Enrolling the Yubikey

  1. On a web browser go to the 2FA webpage, 2fa.gmu.edu. Click 2FA Account Login on the bottom right.
  2. Login with your Mason NetID and Patriot Pass Password.
  3. Complete the second factor authentication with your previously enrolled device.
  4. On the Management Options page click Enroll a Yubikey.
  5. From the Yubikey Personalization Tool, copy the Serial Number (in Dec or Decimal format), the Private Identity, and the Secret Key into the appropriate slots.
  6. Click on Enroll Device.
  7. Congratulations, your Yubikey is enrolled!

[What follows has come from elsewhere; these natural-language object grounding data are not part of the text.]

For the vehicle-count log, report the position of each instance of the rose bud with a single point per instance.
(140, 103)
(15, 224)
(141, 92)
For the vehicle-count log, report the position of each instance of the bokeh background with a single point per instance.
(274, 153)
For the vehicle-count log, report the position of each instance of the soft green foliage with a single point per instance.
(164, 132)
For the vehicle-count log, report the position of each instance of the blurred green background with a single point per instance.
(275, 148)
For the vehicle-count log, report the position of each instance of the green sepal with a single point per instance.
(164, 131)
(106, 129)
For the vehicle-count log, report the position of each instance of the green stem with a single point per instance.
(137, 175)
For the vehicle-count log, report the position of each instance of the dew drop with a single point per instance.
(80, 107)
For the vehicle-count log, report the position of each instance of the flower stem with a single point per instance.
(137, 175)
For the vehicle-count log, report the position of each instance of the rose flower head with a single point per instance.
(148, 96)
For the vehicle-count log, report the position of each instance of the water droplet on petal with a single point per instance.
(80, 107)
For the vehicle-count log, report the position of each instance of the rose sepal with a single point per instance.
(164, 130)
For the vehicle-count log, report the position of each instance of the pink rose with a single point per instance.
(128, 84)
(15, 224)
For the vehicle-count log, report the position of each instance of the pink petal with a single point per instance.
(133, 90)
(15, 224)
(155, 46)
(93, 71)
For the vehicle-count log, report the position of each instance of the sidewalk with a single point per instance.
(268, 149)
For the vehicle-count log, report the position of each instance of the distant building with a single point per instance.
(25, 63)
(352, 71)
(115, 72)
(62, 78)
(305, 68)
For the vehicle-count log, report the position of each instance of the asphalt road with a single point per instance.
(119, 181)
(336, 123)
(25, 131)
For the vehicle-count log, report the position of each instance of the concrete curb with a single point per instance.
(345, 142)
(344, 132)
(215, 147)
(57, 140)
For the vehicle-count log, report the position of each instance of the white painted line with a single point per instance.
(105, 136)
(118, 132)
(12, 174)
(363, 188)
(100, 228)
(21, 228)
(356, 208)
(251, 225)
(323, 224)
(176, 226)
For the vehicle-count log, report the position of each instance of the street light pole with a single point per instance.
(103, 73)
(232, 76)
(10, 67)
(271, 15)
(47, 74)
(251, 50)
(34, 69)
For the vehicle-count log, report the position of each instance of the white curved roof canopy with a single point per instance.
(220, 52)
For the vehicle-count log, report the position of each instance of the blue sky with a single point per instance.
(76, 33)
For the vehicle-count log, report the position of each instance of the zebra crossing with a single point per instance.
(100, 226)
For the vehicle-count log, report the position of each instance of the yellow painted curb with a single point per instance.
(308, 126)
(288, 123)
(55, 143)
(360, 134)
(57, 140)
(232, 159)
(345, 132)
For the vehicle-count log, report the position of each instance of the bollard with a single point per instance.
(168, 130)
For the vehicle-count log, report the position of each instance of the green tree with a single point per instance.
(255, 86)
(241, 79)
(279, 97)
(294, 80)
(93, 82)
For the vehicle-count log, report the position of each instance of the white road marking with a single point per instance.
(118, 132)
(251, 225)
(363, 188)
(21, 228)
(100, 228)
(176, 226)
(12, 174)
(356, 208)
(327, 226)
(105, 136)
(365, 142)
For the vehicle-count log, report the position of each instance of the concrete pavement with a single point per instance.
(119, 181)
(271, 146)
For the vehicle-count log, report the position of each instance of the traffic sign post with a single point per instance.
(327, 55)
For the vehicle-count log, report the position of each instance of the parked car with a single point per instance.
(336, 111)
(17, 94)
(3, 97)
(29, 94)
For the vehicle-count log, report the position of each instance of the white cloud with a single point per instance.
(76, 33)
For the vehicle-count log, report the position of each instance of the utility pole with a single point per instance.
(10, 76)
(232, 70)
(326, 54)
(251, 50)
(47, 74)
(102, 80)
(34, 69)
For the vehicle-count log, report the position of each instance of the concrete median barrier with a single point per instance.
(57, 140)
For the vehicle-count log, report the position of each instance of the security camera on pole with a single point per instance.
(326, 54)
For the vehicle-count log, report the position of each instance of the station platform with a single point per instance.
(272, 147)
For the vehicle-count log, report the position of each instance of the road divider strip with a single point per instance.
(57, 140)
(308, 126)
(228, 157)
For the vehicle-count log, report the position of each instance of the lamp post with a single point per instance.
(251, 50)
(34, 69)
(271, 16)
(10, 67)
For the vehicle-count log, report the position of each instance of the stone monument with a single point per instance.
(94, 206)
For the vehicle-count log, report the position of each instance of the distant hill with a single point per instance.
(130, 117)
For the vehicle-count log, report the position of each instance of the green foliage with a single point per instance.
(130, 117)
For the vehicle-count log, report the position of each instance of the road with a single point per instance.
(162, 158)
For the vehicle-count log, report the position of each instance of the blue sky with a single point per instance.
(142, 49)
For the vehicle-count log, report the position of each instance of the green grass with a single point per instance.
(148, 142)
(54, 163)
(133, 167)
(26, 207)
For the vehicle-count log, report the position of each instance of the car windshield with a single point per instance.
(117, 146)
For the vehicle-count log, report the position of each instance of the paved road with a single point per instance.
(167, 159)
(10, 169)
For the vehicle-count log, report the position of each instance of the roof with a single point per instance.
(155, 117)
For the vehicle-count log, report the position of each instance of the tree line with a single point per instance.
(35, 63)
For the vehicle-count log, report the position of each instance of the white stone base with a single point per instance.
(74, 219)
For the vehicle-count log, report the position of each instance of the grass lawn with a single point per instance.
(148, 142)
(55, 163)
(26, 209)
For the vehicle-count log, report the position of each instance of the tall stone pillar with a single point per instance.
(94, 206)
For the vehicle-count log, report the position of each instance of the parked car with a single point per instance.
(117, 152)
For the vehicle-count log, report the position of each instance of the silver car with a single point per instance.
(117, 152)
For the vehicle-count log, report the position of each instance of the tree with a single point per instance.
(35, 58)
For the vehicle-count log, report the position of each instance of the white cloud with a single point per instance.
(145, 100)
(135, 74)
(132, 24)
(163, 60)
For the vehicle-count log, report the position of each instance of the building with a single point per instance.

Using it with Cisco AnyConnect VPN

If you need more information about Cisco AnyConnect VPN go to vpn.gmu.edu.

  1. Plug your Yubikey into a USB slot on your computer (if it is not already).
  2. Open Cisco AnyConnect VPN on your computer.
  3. Type vpn.gmu.edu or your VPN Group URL and click connect.
  4. Begin logging into Cisco AnyConnect VPN with your Mason NetID.
  5. In the password box, type use your Patriot Pass Password followed by a comma then press the button on your Yubikey.
  6. For example: password, *press button on Yubikey*
  7. Cisco AnyConnect VPN will begin connecting automatically.
  8. Once the authentication is complete, you will be connected to the Cisco AnyConnect VPN.

If you are unable to access any of your devices, you may request an Emergency Bypass Code that will be sent to the alternate email that you used during enrollment.